The Contributor Roles Taxonomy (CRediT) has been designed to cover 14 key roles representing the spectrum of activities involved in the production of research outputs. Most of the big publishers (e.g., Nature, Elsevier, SAGE, Cell Press, Wiley) and psychological societies (American Psychological Association [APA]), Association for Psychological Science [APS]) have made the CRediT system compulsory.

The Contributor Roles Taxonomy (CRediT)

    • Conceptualization
    • Data curation
    • Formal analysis
    • Funding acquisition
    • Investigation
    • Methodology
    • Project administration
    • Resources
    • Software
    • Supervision
    • Validation
    • Visualization
    • Writing—original draft
    • Writing—review and editing

Some of the desired consequences of this contributor system are to avoid:

  • Ghost authorship: Authors who contributed to the work but are not listed, generally to hide a conflict of interest from editors, reviewers, and readers.

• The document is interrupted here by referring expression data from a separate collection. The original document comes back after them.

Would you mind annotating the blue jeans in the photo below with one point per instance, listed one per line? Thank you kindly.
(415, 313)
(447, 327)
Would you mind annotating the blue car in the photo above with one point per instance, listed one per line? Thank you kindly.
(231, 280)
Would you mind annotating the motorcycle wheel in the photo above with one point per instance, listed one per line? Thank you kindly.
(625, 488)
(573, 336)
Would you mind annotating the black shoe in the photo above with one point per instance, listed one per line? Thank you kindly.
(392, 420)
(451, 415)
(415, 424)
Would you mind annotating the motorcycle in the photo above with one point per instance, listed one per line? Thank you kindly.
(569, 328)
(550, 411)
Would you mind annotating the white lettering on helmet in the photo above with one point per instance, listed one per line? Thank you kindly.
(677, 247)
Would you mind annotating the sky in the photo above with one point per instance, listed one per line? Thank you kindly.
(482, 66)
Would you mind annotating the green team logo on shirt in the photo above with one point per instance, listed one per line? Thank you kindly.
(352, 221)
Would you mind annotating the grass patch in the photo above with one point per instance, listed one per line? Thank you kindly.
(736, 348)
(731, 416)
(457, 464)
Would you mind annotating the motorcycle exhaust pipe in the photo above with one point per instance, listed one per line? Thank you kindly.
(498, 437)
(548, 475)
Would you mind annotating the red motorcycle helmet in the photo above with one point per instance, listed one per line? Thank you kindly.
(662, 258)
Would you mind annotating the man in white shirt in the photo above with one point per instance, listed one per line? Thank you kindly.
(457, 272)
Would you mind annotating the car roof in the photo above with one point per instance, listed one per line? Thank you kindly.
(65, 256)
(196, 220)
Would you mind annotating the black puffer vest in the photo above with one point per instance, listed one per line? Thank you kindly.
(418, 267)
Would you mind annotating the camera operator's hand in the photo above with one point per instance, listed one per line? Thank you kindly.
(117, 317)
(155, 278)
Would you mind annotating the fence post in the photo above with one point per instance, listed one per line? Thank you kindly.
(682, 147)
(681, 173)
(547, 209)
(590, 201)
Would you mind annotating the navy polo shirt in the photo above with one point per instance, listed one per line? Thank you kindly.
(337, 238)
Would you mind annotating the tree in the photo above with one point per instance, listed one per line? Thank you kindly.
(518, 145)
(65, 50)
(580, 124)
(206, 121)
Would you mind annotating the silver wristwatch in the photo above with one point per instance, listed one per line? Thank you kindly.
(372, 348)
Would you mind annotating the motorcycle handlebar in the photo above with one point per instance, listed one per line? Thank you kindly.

  • Gift authorship: Individuals given authorship credit who have not contributed in any substantive way to the research but are added to the author list by virtue of their stature in the organization.

  • Orphan authorship: Authors who contributed materially to the work but are omitted from the author list unfairly by the drafting team.

  • Forged authorship: Unwitting authors who had no part in the work but whose names are appended to the paper without their knowledge to increase the likelihood of publication.